Twenty quarters of insider selling while generating 38% FCF margins — Airbnb exemplifies great business, questionable price.
At 61x earnings with 10% growth, Airbnb's PEG of 6 would make Lynch look elsewhere — especially with 20 quarters of insider selling.
What does this company do and how does it make money?
Airbnb runs a two-sided marketplace that takes a cut of every booking without owning any real estate. The 82.5% gross margins reflect pure platform economics — connecting supply and demand while others bear the capital costs. With operations across four continents and no single geography dominating, the model scales globally on network effects.
Five legendary investment frameworks analyzed this company.
Buffett sees magnificent economics trapped in an expensive stock while Lynch watches insiders 'sprint for the exits' — yet Airbnb's revenue rises with credit spreads, defying every cyclical playbook. The frameworks landed between 0.35 (Graham) and 0.5 (Buffett) on the investment scale. Tap any framework below to explore their complete analysis.
How much cash does it generate and where does it go?
Airbnb generates cash like a software company but returns it like a mature industrial — 80% of free cash flow went to buybacks in 2025. The 14.8% SBC expense partially offsets the 9% share count reduction, making true shareholder returns more modest than headline buyback figures suggest.

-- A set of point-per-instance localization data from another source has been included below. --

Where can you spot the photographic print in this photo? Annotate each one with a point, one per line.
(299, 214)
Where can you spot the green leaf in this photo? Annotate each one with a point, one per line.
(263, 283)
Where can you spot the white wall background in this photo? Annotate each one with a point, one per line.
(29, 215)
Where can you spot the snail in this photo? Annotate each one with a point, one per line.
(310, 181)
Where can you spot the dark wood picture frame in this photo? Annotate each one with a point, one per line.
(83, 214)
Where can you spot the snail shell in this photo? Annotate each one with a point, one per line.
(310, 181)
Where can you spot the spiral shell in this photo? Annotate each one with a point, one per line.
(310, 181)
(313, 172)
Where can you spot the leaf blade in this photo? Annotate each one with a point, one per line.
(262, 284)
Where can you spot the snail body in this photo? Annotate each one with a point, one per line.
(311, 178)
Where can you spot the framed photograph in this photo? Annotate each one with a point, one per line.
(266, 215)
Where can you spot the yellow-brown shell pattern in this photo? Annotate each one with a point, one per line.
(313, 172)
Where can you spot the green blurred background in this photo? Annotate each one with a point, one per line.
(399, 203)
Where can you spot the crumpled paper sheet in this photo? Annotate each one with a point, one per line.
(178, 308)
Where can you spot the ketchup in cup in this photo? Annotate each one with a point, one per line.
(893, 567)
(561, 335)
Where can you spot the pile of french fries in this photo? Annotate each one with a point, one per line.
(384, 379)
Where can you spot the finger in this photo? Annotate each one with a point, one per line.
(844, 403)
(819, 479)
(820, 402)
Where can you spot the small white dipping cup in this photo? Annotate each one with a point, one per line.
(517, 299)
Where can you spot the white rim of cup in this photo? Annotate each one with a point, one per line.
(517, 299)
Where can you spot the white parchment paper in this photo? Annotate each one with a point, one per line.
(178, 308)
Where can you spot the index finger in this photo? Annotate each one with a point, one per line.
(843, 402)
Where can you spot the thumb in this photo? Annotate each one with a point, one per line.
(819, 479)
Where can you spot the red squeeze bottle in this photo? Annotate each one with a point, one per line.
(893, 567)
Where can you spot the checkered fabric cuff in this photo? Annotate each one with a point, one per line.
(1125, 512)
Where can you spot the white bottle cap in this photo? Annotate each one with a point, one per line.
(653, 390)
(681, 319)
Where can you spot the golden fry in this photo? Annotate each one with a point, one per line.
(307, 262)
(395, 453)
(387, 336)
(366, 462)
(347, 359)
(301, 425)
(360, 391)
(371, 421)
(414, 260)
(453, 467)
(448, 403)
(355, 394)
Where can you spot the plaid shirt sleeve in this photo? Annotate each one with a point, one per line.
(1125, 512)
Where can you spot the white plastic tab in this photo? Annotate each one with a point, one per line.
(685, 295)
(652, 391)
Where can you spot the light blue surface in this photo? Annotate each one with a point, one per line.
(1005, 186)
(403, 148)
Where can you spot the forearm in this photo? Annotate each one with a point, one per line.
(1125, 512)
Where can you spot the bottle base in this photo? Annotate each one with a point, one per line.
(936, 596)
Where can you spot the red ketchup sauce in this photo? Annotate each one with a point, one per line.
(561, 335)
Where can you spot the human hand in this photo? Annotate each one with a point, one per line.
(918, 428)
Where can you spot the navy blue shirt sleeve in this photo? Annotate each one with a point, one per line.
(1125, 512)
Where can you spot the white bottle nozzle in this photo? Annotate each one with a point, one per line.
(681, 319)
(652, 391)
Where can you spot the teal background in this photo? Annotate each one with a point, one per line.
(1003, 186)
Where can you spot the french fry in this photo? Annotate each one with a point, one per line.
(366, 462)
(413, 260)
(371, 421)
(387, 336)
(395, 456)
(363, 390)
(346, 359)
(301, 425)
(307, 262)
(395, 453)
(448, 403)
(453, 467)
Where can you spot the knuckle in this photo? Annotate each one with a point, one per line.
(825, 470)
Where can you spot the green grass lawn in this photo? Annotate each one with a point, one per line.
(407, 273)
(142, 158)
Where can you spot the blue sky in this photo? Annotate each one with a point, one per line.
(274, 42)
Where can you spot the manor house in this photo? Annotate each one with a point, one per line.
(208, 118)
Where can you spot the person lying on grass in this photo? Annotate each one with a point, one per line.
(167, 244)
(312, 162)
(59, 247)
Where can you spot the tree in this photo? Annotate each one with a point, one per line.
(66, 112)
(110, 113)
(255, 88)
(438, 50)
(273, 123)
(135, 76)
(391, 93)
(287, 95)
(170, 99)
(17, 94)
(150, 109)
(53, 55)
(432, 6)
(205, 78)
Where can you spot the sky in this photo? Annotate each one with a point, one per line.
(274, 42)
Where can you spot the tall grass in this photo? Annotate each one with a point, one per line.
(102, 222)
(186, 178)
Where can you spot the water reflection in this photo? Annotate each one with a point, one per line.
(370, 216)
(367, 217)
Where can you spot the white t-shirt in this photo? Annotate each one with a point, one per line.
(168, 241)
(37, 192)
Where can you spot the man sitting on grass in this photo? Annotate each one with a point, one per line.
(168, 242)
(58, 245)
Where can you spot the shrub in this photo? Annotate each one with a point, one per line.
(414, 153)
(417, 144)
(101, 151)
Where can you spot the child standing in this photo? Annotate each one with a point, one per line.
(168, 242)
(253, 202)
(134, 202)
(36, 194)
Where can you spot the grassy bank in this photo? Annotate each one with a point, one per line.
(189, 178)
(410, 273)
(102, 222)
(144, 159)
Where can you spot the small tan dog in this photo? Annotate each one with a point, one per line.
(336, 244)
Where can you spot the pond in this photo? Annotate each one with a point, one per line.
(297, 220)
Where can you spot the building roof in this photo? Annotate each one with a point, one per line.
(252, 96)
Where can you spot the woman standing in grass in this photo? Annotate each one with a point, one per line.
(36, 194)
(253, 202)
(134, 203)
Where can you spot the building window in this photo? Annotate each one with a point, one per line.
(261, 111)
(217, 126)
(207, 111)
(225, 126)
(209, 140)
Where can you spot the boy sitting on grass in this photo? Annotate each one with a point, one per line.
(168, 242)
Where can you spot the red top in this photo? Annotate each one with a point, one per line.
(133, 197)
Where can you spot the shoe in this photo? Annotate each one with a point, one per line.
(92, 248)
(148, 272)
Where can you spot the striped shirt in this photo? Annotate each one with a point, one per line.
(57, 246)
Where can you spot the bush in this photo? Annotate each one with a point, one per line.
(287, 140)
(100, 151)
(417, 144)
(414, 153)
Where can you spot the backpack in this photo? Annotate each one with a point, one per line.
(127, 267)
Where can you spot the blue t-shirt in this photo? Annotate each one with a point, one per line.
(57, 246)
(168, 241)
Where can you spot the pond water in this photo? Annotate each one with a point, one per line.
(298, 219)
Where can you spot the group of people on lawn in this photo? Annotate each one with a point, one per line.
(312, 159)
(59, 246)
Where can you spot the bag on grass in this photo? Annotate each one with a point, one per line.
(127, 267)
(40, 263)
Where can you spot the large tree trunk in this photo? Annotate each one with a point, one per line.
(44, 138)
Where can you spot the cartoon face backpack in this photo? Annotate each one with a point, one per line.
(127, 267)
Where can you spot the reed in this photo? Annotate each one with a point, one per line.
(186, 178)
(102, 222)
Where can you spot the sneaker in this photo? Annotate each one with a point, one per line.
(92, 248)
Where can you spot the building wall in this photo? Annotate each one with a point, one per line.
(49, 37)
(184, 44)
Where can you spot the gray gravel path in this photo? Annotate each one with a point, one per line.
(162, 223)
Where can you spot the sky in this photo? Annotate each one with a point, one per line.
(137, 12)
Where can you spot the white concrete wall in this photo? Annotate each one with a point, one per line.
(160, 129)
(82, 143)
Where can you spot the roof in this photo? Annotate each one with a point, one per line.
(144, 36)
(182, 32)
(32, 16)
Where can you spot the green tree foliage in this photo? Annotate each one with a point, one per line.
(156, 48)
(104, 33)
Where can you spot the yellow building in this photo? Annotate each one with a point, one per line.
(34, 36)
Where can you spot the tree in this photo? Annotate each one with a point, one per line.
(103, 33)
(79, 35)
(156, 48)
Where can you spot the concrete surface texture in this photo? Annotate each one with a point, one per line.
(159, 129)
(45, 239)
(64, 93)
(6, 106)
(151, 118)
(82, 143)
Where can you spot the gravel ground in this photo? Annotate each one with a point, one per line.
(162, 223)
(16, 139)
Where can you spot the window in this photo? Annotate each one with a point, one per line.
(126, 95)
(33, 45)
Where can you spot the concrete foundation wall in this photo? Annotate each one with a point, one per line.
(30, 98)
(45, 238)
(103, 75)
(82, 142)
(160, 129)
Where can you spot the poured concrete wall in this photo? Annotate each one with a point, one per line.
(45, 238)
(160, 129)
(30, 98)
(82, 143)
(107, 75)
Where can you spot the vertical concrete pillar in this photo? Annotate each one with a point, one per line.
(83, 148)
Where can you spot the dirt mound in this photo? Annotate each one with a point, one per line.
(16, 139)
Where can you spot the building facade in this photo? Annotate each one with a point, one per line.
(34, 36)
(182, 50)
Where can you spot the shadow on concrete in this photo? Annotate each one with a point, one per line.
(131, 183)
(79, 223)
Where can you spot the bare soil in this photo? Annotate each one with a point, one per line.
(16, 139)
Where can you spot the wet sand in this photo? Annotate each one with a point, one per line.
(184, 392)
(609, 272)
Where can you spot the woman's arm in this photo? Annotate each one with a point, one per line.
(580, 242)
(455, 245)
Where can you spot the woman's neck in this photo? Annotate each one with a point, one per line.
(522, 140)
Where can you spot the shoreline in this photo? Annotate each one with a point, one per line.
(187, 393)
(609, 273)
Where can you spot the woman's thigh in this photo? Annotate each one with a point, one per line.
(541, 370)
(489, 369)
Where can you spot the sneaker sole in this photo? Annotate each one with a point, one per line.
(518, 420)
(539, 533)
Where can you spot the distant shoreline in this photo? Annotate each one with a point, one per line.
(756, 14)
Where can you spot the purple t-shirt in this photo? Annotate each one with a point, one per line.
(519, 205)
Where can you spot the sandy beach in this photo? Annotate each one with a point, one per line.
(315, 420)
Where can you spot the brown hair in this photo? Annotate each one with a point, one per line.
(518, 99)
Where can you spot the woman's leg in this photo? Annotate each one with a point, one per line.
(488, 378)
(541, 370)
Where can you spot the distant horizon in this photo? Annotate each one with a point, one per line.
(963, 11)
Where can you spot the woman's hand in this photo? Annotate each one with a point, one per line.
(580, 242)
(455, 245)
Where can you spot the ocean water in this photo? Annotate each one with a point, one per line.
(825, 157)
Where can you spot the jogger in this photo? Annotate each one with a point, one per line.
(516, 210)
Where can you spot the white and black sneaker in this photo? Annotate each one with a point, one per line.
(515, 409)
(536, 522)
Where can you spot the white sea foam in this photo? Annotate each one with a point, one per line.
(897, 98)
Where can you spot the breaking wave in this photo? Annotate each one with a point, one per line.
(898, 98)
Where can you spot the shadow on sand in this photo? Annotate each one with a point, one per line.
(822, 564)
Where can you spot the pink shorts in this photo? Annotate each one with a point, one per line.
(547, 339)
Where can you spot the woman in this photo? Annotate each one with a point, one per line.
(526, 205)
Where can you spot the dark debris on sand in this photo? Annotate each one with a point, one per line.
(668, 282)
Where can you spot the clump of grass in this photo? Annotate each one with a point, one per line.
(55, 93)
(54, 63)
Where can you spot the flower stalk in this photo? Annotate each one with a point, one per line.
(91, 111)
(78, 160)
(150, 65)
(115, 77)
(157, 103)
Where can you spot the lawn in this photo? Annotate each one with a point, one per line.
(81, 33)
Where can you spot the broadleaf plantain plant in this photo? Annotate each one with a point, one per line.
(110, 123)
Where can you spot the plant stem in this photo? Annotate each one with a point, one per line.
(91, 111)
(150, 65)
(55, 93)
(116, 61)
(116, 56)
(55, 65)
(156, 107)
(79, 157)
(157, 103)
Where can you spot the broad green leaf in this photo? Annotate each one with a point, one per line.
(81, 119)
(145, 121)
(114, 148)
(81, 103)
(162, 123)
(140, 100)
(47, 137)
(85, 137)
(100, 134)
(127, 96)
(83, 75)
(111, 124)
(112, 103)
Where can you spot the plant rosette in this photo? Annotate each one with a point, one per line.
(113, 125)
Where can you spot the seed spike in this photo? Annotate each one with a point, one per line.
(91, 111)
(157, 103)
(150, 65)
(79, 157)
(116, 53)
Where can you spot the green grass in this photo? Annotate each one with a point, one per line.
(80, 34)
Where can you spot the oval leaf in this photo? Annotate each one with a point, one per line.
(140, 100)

Is the business getting stronger or weaker?
Airbnb demonstrates extreme operating leverage that amplifies both gains and losses — operating margins swung over 400 percentage points in five years. Current 10.3% growth decelerating toward the 3.14% rate implied by market pricing suggests the hypergrowth phase has passed.
What could go wrong and has it survived trouble before?
Airbnb survived COVID's 70% revenue hit but the real risk is subtler — 20 straight quarters of insider selling while the company buys back stock suggests those closest to operations see challenges ahead. The counter-cyclical revenue pattern (rising with credit spreads) provides some protection, but extreme operating leverage means any stumble gets magnified.
Twenty consecutive quarters of insider selling totaling $2.8B while the company repurchases $3.8B — the ultimate divergence in conviction.
Is the stock priced for perfection, fair value, or pessimism?
At 0.41% earnings yield versus 4.33% treasuries, investors accept 90% less return with infinitely more risk — sustainable only if growth reaccelerates dramatically. The 2,249x EV/EBITDA multiple sits at decade highs while the DCF implies just 3.14% perpetual growth, suggesting the market prices in operational perfection rather than explosive expansion.
Analysis applies published investment frameworks to publicly available financial data. Educational purposes only. Not financial advice.